В магазин ползти, одеваться-собираться? Лень страшно! Решение подсказала все та же песенка. Мурлыкая себе под нос: «К соседке Маринке сейчас пойду», я, накинув халатик и скользнув в тапочки, вышла на лестничную площадку и привычно вдавила пумпочку на соседской двери. На звонок высунулась взлохмаченная голова.

— Здравствуйте, Роман Роменыч, а Марина дома?

— Дома-то дома, только дрыхнет до сих пор. Повадилась по ночам где-то шастать, потом сопит до полудня. Зайди, посмотри, может проснулась уже.

— Ой, нет, спасибо. Пусть она ко мне зайдет, когда встанет. Да, а у вас не найдется пара яичек? Я блины хочу испечь…

В глазах Маринкиного папаши промелькнул огонек. Похоже, он оценил мой непроизвольный каламбур. Роменыч — тот еще жук. Не будь я соседкой да к тому же подругой его дочери, наверняка бы какую-нибудь сальность сейчас отвесил. Однако промолчал, развернулся и, шаркая шлепанцами, отправился на кухню. Терпеть не могу дядек, которые ходят по дому в драных тапках и тренировочных с оттянутыми коленками. Впрочем, Маринкина маманя, Варвара Ивановна — муженьку под стать: всегда в огромных патронах бигуди, которые носит, как революционный матрос ленты — не снимая. Вот уж точно — два сапога пара.

— С тебя теперича, Марья-искусница, пяток блинков причитается! — Маринкин папаша протянул мне яйца, не отрывая при этом взгляда от выреза моего халатика.

Я почувствовала, как щеки постепенно заливаются густым румянцем.

— Спасибо, Роме… Роман Роменыч. Грейте чайник, скоро блины принесу.

Замешивая тесто, я думала о соседке. Родителей своих она всегда недолюбливала.

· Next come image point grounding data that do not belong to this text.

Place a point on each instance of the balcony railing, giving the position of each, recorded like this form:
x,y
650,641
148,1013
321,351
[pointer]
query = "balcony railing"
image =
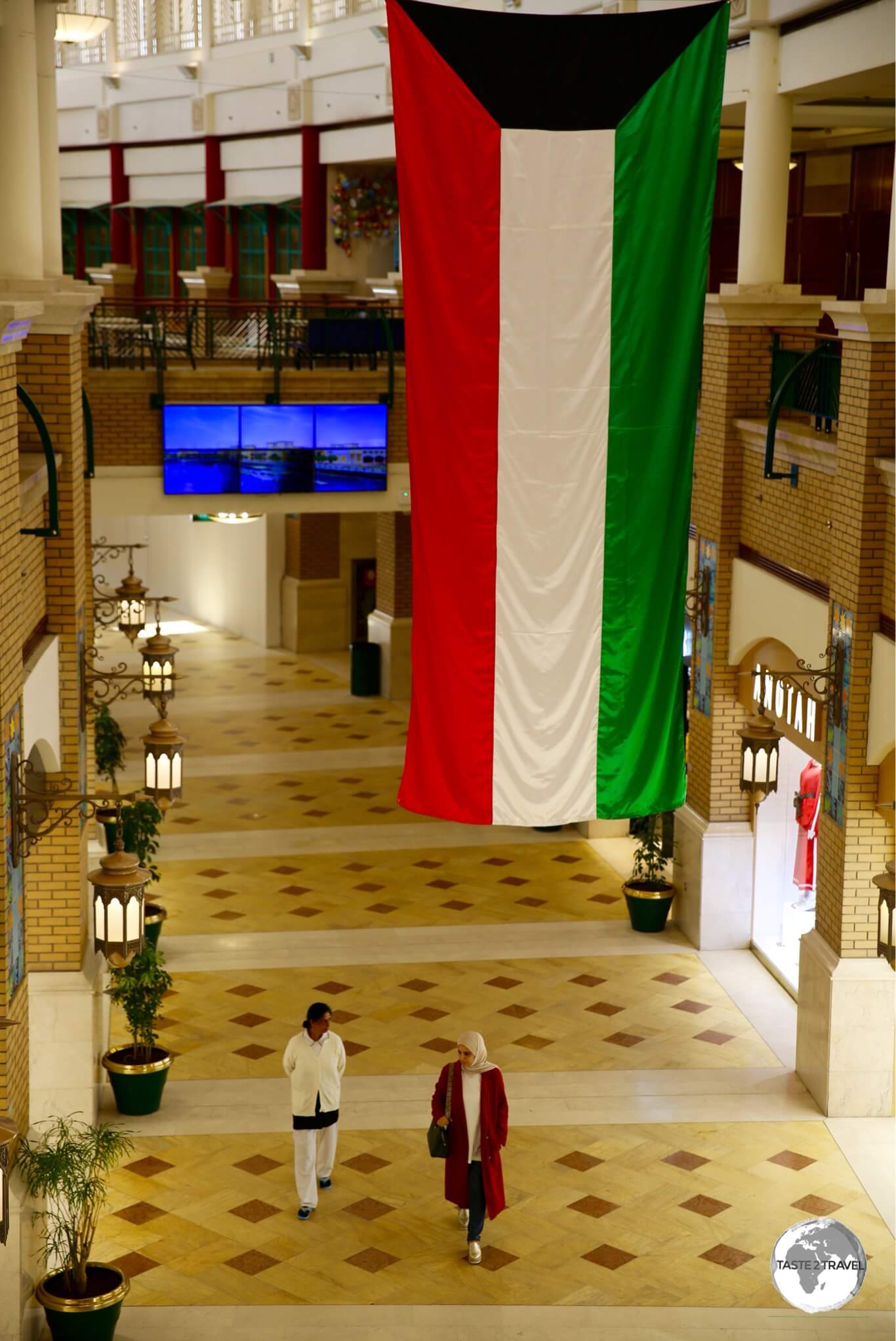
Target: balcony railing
x,y
811,384
151,334
235,20
327,11
156,27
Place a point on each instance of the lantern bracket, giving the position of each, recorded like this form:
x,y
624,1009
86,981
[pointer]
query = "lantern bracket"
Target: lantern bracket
x,y
697,601
102,550
31,808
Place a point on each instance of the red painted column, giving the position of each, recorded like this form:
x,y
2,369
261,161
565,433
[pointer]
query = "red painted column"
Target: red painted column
x,y
120,196
314,201
215,219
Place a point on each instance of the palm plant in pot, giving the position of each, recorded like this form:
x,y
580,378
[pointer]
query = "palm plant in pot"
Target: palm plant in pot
x,y
109,755
68,1167
140,824
138,1072
648,894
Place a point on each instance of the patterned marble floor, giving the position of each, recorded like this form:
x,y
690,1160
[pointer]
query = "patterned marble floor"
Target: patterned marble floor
x,y
621,1013
598,1215
617,1218
439,888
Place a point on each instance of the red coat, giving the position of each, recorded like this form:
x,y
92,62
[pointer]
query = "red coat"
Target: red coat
x,y
493,1136
808,802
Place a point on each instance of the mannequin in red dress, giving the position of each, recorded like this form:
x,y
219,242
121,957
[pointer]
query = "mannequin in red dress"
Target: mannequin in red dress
x,y
808,806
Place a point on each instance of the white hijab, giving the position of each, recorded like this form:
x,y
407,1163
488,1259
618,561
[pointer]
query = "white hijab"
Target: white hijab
x,y
476,1045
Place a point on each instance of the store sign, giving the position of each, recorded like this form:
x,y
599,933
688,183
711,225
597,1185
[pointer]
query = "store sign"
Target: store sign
x,y
788,702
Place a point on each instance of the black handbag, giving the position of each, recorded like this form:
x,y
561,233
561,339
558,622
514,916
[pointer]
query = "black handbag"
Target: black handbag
x,y
438,1136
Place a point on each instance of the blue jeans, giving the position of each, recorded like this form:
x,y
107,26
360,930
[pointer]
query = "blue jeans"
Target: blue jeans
x,y
476,1197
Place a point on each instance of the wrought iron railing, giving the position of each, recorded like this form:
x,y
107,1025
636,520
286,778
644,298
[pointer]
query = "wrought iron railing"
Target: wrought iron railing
x,y
155,27
277,336
808,381
327,11
235,20
805,381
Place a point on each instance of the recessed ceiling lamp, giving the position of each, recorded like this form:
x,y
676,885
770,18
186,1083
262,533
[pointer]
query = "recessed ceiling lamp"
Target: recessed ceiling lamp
x,y
738,164
79,27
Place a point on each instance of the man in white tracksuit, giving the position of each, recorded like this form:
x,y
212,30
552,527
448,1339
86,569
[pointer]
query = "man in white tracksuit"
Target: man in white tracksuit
x,y
314,1061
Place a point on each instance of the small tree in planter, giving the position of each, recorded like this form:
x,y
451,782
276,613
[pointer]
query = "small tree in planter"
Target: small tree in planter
x,y
138,1073
648,894
109,746
140,824
69,1167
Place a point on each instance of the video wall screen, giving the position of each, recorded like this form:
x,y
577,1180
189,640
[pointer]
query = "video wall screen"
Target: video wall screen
x,y
274,448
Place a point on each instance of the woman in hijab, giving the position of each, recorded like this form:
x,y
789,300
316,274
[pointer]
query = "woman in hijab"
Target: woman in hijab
x,y
478,1131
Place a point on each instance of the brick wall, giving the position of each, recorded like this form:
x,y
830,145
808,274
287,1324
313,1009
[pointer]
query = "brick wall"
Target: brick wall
x,y
50,368
889,554
128,432
394,565
852,852
786,525
735,385
14,1042
313,546
33,567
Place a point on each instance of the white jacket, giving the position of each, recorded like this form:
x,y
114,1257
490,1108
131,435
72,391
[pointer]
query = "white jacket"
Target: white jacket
x,y
314,1071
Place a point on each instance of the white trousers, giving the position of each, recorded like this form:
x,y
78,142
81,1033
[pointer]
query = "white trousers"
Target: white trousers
x,y
314,1159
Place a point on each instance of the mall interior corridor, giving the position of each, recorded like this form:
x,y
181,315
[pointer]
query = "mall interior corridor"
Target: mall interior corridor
x,y
655,1116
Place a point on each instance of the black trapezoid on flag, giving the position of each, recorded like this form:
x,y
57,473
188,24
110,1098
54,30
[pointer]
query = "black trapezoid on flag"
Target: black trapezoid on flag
x,y
558,72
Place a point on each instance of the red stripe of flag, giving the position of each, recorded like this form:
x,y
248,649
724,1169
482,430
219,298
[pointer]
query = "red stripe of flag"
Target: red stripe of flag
x,y
449,160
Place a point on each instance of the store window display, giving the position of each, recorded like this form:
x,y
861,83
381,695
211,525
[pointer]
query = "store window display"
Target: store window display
x,y
786,861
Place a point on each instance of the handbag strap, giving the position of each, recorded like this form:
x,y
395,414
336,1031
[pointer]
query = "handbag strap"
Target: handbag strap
x,y
451,1076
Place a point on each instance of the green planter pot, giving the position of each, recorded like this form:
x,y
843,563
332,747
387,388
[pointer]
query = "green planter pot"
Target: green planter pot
x,y
648,908
153,918
137,1085
93,1319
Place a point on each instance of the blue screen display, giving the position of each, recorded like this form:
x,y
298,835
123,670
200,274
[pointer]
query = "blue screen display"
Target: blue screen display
x,y
274,448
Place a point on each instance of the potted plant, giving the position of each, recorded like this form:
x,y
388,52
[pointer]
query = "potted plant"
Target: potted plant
x,y
109,754
648,894
68,1166
138,1072
140,821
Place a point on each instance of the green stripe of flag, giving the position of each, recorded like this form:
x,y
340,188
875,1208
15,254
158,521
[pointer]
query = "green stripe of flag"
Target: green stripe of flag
x,y
666,163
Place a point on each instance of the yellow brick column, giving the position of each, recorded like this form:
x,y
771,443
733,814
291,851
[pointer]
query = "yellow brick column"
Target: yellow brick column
x,y
390,625
845,1014
65,976
313,593
714,832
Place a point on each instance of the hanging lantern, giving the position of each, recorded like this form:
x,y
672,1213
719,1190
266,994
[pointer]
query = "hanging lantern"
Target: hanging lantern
x,y
118,905
164,756
159,667
760,741
7,1136
132,606
886,918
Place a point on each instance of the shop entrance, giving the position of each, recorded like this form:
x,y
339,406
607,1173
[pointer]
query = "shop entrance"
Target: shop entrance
x,y
785,863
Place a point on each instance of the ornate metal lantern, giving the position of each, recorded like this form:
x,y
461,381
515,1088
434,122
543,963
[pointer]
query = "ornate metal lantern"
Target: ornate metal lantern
x,y
760,741
159,655
163,759
886,918
118,904
132,606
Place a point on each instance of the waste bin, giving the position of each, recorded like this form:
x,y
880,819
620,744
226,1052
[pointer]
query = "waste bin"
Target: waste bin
x,y
365,668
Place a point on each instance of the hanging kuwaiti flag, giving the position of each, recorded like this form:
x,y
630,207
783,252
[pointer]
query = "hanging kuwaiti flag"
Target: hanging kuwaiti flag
x,y
556,178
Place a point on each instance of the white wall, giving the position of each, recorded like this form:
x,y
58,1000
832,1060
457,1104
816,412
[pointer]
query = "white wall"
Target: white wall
x,y
227,575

Непросто стать нормальным человеком, когда твои предки такие неряхи. Но Маринка старалась. Особенно в последнее время, когда, покинув школьные стены, каждая из нас стала жить обособленной жизнью. Мы стремительно отдалялись друг от друга, забывали вчерашних друзей-одноклассников, детские свои интересы и обзаводились новыми, как тогда казалось, настоящими впечатлениями. Так и Маринка ушла в подполье и где-то доставала деньги, потому что я частенько видела ее в новом наряде.

Правда, со вкусом у нее существовали серьезные проблемы — не ориентировалась девочка из пролетарской семьи в тонком искусстве создания цветовых гармоний и дамского ансамбля. Хотя эпоха всеобщего дефицита, когда найти достойную вещь стоило больших усилий, уже канула в лету. Маринка покупала только те вещи, которые были одобрены мной. Или перед свиданием, бывало, забежит ко мне: «Мэри, посмотри, я нормально выгляжу? Да? Красная юбка с бордовой блузкой не смотрится? Слушай, пойдем ко мне на минутку, подскажешь, какую кофточку надеть, а? У меня сегодня такая важная встреча!»

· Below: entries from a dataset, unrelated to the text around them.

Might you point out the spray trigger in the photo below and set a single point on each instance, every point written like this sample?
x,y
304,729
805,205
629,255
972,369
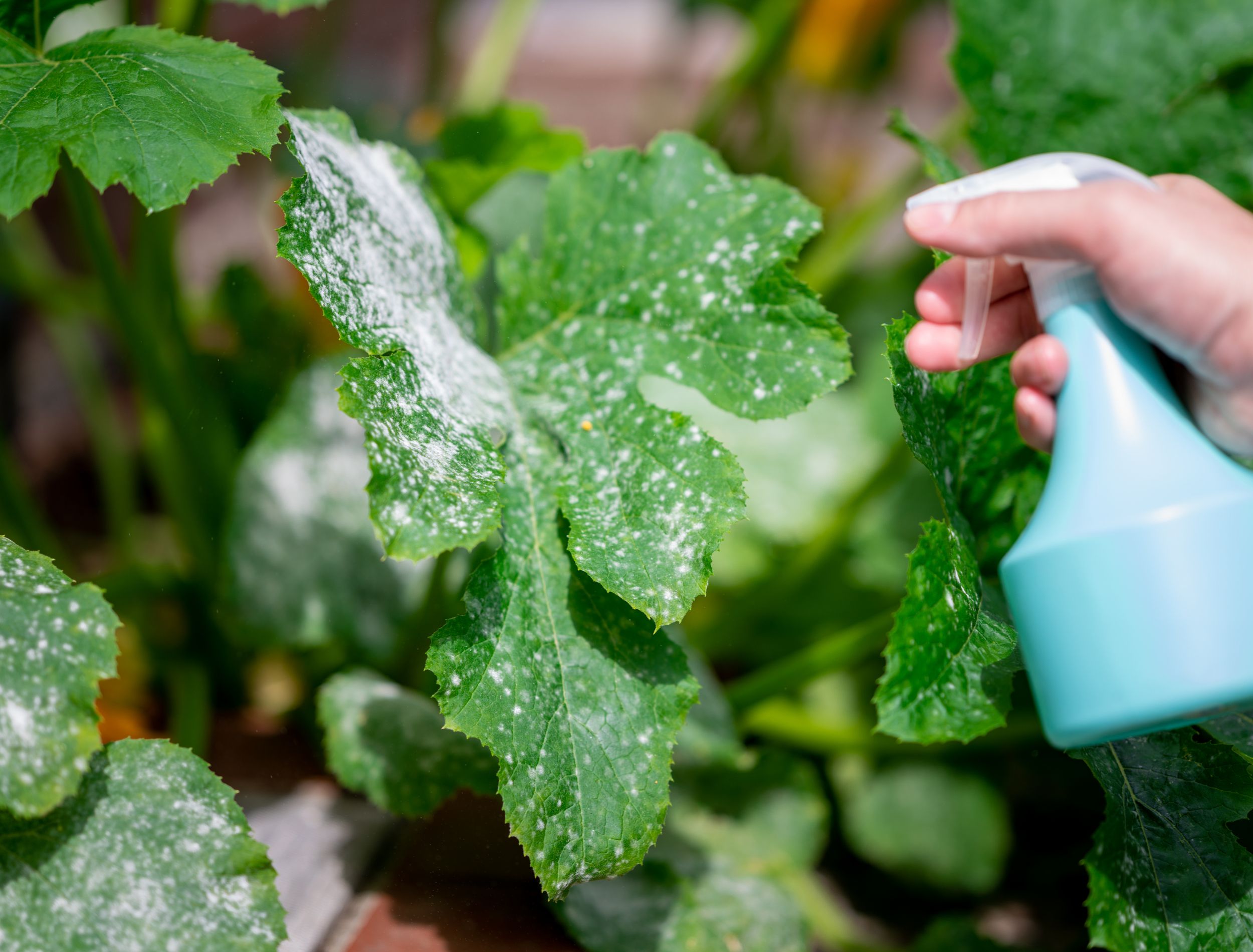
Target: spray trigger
x,y
974,311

Смешная она! Шуток не понимает до сих пор — напрочь! Иногда забудешься, скажешь что-нибудь несерьезное, а она все за чистую монету принимает, дуться начинает. Приходится ей объяснять, что я ничего плохого не имела в виду и вовсе не хотела ее обидеть. Тяжеловатое общеньице получается. Да и в серьезных вопросах на ее понимание рассчитывать не приходится. Начнешь о чем-нибудь сложном рассуждать, а Маринка глазами хлоп-хлоп, на лице глуповатая улыбочка и — «ни бе, ни ме, ни ку-ка-ре-ку» — что сказать не знает. Школу Маринка закончила на твердые четверки — брала усидчивостью. А еще она — добрая. Глупая, обидчивая, но добрая. За это можно многое простить — по-настоящему добрых людей всегда днем с огнем искать приходится.